My Comedy Evolution
Friday, August 12, 2011 at 5:10PM When I first started doing stand up I remember a very experienced comic telling me that I was writing the "typical" newcomer jokes. At the time I was insulted and thought he just didn't understand how brilliant I wad but now that I have been doing it longer I'm starting to see what he meant. When you go to an open mic and see new comics you see them talking about the same topics we all did and they all have that delivery of, "nobody else has ever thought of this."

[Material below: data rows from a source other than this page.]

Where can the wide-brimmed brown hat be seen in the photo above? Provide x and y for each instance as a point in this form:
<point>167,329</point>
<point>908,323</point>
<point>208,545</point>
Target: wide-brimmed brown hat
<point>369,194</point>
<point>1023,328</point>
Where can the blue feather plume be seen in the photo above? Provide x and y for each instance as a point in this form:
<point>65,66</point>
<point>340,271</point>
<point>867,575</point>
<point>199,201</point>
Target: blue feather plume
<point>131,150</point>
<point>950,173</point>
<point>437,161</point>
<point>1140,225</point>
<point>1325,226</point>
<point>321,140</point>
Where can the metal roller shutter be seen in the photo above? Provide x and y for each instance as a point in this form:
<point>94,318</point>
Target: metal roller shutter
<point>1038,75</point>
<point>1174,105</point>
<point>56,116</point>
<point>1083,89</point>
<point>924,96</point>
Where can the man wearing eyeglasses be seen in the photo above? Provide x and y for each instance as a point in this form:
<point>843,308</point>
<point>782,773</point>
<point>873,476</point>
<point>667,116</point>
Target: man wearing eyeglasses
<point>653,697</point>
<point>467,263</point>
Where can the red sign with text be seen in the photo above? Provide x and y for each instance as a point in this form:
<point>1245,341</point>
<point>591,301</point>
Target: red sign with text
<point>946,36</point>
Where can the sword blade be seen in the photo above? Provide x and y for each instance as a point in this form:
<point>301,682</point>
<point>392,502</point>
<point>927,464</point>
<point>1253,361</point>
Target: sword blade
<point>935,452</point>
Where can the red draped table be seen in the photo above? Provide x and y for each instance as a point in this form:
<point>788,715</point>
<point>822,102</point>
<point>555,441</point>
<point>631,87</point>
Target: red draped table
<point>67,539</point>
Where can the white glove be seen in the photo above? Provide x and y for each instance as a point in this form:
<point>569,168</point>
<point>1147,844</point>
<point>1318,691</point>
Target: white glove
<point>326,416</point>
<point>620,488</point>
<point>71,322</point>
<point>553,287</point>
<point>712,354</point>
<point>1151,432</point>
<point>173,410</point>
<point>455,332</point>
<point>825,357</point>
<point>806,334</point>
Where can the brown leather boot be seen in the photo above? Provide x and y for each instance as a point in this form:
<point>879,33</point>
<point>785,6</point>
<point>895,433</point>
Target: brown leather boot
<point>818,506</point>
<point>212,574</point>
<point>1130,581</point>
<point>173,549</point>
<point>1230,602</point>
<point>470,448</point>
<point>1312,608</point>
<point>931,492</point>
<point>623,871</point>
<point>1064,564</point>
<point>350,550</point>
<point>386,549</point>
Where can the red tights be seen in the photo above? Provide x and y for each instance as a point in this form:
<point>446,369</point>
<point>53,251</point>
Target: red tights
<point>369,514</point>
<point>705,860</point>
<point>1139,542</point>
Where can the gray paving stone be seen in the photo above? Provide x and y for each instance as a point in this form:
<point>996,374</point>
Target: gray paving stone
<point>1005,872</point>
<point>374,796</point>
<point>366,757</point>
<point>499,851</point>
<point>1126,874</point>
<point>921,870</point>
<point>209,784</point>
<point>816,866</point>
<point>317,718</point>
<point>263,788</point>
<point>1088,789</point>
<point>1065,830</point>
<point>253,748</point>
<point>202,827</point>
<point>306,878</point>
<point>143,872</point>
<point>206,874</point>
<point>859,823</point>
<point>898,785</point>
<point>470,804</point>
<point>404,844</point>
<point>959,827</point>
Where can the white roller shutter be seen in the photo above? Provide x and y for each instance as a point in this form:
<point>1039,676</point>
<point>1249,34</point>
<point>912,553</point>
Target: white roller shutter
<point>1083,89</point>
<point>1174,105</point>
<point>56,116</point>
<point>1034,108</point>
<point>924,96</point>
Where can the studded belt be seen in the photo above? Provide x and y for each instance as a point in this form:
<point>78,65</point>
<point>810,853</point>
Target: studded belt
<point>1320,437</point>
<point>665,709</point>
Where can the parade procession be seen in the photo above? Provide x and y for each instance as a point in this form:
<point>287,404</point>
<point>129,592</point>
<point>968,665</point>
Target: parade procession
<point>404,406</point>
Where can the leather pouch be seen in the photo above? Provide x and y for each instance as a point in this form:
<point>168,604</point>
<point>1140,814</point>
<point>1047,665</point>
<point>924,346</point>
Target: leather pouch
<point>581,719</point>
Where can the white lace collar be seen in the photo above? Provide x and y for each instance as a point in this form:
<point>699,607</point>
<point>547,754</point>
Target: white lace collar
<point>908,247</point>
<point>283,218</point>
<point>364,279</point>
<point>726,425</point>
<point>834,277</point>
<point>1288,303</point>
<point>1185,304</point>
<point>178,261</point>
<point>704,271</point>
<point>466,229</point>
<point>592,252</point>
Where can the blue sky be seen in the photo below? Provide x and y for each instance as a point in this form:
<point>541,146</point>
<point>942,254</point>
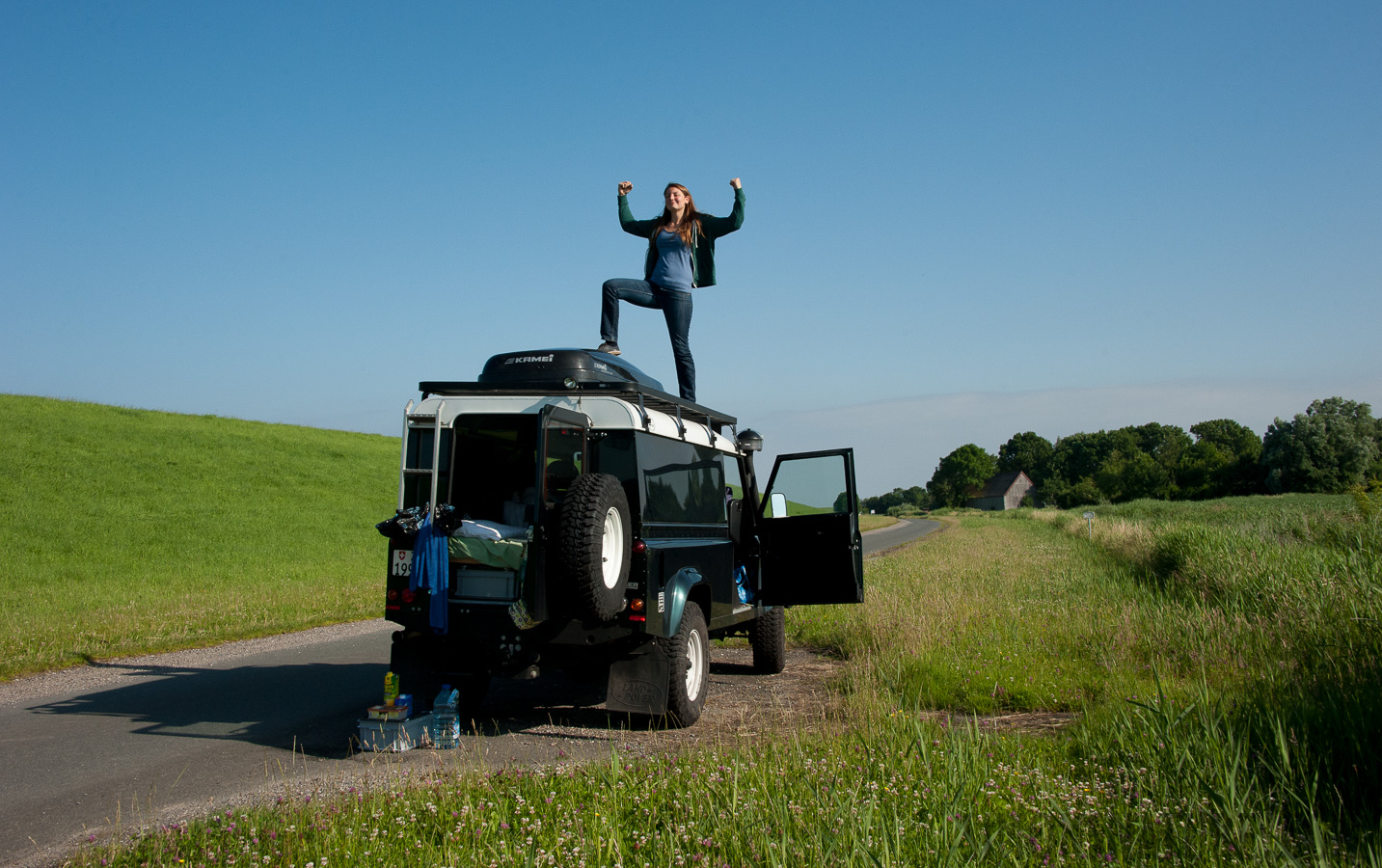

1. There are a lot of jokes that include dialogue back and forth between the comic and someone who isn't there: "so the stripper says 'let me dance for you' and I say 'only if you don't talk' and she says 'what's wrong with my voice' and I say 'you're talking' and she says 'oh sorry'." A lot of people start doing stand up because they're the "funny friend" so instead of writing jokes they just repeat stories that were funny at the time.
2. Jokes about Jesus and God. Everybody has a Jesus joke. Everybody.
3. Really personal stories that you shouldn't be sharing. These usually include weird sexual acts, revealing something about your spouse that they probably wouldn't want discussed, or admitting you're a virgin. These are all extremely common and make the audience feel awkward for you.
It's not a bad thing and I'm not saying the jokes aren't funny, but the evolution of a comic is clearer to me now.
Here's my evolution as I see it:
When I first started doing stand up I wanted to be a clean comic. I wanted to be just like Jerry Seinfeld. If I could be clean and accessible like him then I would be famous and rich in no time.
Then one day I was thinking about how much I hate period jokes and how many people had told me not to tell period jokes and it made me mad. Who are they to tell me what I can and can't talk about? So I wrote the most disgusting period joke I could think of and it killed. Thus began my "shock and awe" stage. I can look pretty sweet and innocent so I can get laughs by telling really dirty jokes that other comics might not get away with. I was pretty sure that I was revolutionizing comedy. I'm sure nobody else had ever talked about not liking children, brazilian waxing, and relationships from a female perspective?!
I've been stuck in this stage for a long time now because it gets me laughs, but recently have come to a realization: it's not getting me anywhere. With the type of humour I have been doing I can't perform on tv or at festivals and I can't sustain the laughter for more than 25 mintues. An hour of dirty jokes is too much. It's draining and starts to get repetitive.
So now I'm trying to clean up my act, literally.
The newest evolution involves finding topics that I find interesting while holding back on the sex and swearing. It sucks. It bores me and it's hard. Everytime I try to write a joke I find myself thinking, "how will I end this joke about painting...I know! Blow job! No!" I can't keep falling back on the easy laughs. I need to write a clever "cleaned up" set for festivals and a squeaky clean set for corporate gigs. And I need to hurry up and do it.
It's here in writing so now I have to do it. Cross your fingers for me and if you see me on the street please feel free to tell me something really dirty, it will help relax me.